GMOs: Are They the Liberal Equivalent of Climate Change Denial?

(For the record, I eat organic fruits and vegetables when available and I am practically a vegetarian—although I occasionally eat fish. I also accept the argument that Monsanto and other corporations are interested in profit alone. However this doesn’t mean that everything they produce is bad for you.)

GM Crops 

I was introduced to the issue of GMOs (genetically modified organisms) while teaching a few years ago. Looking dispassionately at the pros and cons it became apparent that there was a broad scientific consensus that GM crops pose no greater risk than conventional ones. 1,2,3 It was also obvious that the opponents of GM crops were generally modern-day Luddites who opposed technology. The pro side of the argument won handily as best as I could ascertain. (I’ll leave aside the issue of GM animals, and the issue of the means by which companies like Monsanto get (force) farmers to use their products.)
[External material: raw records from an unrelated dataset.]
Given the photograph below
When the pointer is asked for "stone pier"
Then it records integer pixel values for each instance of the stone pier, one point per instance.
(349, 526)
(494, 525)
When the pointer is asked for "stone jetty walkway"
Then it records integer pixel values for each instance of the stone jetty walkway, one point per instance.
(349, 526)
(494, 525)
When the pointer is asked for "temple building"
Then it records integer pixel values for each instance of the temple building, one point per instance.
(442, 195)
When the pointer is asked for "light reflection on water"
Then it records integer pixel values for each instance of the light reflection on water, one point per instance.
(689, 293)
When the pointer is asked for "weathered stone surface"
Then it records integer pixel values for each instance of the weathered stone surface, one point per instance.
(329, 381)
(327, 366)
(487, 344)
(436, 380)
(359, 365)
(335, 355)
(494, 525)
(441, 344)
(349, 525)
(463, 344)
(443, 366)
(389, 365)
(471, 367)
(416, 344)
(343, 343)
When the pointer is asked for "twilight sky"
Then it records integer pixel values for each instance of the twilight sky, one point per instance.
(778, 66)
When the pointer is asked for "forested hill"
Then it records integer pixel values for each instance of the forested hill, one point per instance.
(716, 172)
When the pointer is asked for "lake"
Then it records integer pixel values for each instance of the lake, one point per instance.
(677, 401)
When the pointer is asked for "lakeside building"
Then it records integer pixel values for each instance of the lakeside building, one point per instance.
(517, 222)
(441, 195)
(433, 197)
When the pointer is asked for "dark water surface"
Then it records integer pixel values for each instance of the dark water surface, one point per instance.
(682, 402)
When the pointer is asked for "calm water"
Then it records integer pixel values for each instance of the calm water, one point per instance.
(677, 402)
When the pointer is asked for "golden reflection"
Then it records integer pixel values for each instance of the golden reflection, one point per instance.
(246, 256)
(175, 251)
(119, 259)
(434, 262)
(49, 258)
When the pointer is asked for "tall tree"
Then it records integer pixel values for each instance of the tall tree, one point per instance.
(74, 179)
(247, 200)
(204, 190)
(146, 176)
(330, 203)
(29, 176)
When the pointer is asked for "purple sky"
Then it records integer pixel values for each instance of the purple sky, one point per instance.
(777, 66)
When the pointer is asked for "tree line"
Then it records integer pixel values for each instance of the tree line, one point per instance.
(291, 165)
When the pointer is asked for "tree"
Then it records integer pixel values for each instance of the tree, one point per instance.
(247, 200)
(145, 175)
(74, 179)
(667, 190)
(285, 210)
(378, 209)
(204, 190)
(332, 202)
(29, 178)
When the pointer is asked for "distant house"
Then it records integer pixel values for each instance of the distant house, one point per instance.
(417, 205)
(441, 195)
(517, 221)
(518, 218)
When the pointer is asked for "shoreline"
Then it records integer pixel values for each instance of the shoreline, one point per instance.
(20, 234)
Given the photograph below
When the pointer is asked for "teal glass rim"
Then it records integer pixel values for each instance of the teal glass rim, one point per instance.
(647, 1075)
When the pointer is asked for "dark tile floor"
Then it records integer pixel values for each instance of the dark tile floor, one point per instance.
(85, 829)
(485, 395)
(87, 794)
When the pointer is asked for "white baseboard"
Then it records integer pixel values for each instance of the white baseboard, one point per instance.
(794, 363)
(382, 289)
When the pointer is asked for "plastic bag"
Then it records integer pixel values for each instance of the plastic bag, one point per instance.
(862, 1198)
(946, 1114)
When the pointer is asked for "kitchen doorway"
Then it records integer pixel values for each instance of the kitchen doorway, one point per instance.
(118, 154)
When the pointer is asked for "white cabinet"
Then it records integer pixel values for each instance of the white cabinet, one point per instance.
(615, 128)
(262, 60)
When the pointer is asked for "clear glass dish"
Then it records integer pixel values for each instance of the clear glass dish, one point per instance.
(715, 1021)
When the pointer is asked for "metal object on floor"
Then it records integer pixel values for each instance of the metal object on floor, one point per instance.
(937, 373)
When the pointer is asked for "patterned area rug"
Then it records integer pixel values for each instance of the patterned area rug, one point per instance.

Some students were surprised that I advocated strongly for vegetarianism—for environmental, moral, and health reasons—and for organic food—for health reasons—but that I didn’t mind my food “engineered genetically.” I responded that I would ingest whatever was healthier, whether that was organic plants or a magic nutritional pill. (Ideally, this pill would also prevent death and disease too! Yes I’m serious.)

GMOs, Climate Denial, and Politics

There is a perception among some that opposition to GMOs among so-called liberals is higher than it is among so-called conservatives. There is also the perception that such opposition from liberals is ideologically driven, similar to how climate change denial is among conservatives. I argue that both claims are mistaken.

The perception that opposition to GMOs is higher among self-described liberals rather than self-described conservatives one can be refuted by the data.4 The perception probably exists because of the publicity given to certain events. For instance, efforts to ban GM crops in Hawaii were led by so-called liberals who disregard the scientific evidence for GMO’s safety.

But even if so-called liberals did oppose GM crops more than so-called conservatives, the latter are generally more anti-science, as has been carefully documented in numerous well-researched books.

Opposition to the scientific consensus on climate change and reverence for the Bible are virtual litmus tests to be a Republican in America today. Or to take another example, only 32% of Republicans believe in evolution, while 66% of liberals do. (Although to be fair, there is scientific illiteracy among all Americans as even this latter percentage reveals. In fact, only about 1/2 of all Americans know that the earth revolves around the sun and that it takes a year to do so!)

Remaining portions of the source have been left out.